Long-term retention backups can be kept for 10 years; these are only full backups.  The smallest retention is full backups retained for each week's full backup.  LTR is in preview and available for Managed Instances.

Azure Defender for SQL 

Monitors SQL database servers, checking vulnerability assessments (best practice recommendations) and Advanced Threat Protection, which monitors traffic for abnormal behaviour.

Checklist:

  1. Only valid IPs can directly access the database. Deny public Access,
  2. AAD security credentials, use service principals
  3. Advanced Threat Protection has real-time monitoring of logs and configuration (it also scans for vulnerabilities), 
  4. Default is to have encryption in transit (TLS 1.2) and encryption at rest (TDE) - don't change,
  5. Use Dynamic data masking inside the db instance for sensitive data, e.g. credit cards
  6. Turn on SQL auditing,

Note: Elastic Database Jobs (same as SQL Agent Jobs).

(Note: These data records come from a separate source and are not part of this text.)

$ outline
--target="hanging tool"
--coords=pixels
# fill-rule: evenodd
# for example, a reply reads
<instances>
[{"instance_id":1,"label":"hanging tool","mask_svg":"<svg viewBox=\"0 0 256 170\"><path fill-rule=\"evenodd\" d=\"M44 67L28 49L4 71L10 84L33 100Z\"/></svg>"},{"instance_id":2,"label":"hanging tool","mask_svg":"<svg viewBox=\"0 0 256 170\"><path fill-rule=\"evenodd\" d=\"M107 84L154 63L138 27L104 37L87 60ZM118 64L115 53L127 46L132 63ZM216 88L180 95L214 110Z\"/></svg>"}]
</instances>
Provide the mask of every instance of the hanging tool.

Azure offers MySQL, PostgreSQL and MariaDB as hosted PaaS offerings. 

Note: The Azure SQL PaaS Service does not support the filestream datatype: use varbinary or references to blobs. 

Updated: 2025 Sept

Azure Portal showing options to create SQL Azure Databases


SQL 2025 has been in GA and works well with Fabric - Consider using this as my default for SQL outside of Fabric moving forward, watch out for on-prem. upgrades for supported versions and coalescence.